Philip Kennicott, art and architecture critic for the Washington Post. (@PhilipKennicott)

Joel Baden, professor at Yale Divinity School and co-author of "Bible Nation: The United States Of Hobby Lobby." (@JoelBaden)

Morag Kersel, archaeologist and associate professor of anthropology at DePaul University. (@MoKersel)

From Tom's Reading List:

Washington Post: The New Bible Museum Tells A Clear, Powerful Story. And It Could Change The Museum Business. — "The new attraction is an up-to-date version of an old-fashioned museum, telling linear stories in a complex and detailed way. It doesn’t foreground trendy ideas about multiculturalism, and it isn’t “thematic,” or focused on broad ideas at the expense of chronological clarity.

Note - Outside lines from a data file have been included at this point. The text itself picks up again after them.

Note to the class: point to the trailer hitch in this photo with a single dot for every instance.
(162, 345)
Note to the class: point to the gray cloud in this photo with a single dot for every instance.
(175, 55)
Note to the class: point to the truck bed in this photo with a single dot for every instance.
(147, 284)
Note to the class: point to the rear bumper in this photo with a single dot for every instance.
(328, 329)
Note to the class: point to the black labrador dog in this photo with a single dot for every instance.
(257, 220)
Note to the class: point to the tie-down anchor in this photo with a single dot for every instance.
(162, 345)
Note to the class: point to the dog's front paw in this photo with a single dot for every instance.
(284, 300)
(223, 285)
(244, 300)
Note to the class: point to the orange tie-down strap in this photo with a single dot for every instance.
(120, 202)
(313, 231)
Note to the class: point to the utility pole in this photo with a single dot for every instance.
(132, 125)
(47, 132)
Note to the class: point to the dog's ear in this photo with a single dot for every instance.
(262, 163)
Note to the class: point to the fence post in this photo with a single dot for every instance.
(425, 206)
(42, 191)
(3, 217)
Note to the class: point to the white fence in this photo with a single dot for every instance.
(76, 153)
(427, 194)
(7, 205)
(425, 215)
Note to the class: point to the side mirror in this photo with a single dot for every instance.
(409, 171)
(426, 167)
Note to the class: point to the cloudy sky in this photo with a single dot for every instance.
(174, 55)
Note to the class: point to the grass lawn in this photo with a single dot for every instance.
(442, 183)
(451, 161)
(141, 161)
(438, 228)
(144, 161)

It gives a straightforward account of American history, from the first colonists to the civil rights era and beyond, through the prism of the Bible, but in a way that many visitors will probably find more compelling and accessible than the dense cultural stew on view at the Smithsonian’s Museum of American History."

New York Times: Hobby Lobby's Black Market Buys Did Real Damage — "But Hobby Lobby did participate in and perpetuate the same market from which ISIS profits. If collectors like the Green family were unwilling to purchase unprovenanced antiquities — items that do not have a clear and clean history of discovery and purchase — the black market would dry up. As long as there are buyers, there will be sellers. It is because collectors like Hobby Lobby are willing to pay a premium and look the other way that looting continues. They dramatically expanded the market for biblical antiquities in the late 2000s."

This program aired on November 17, 2017.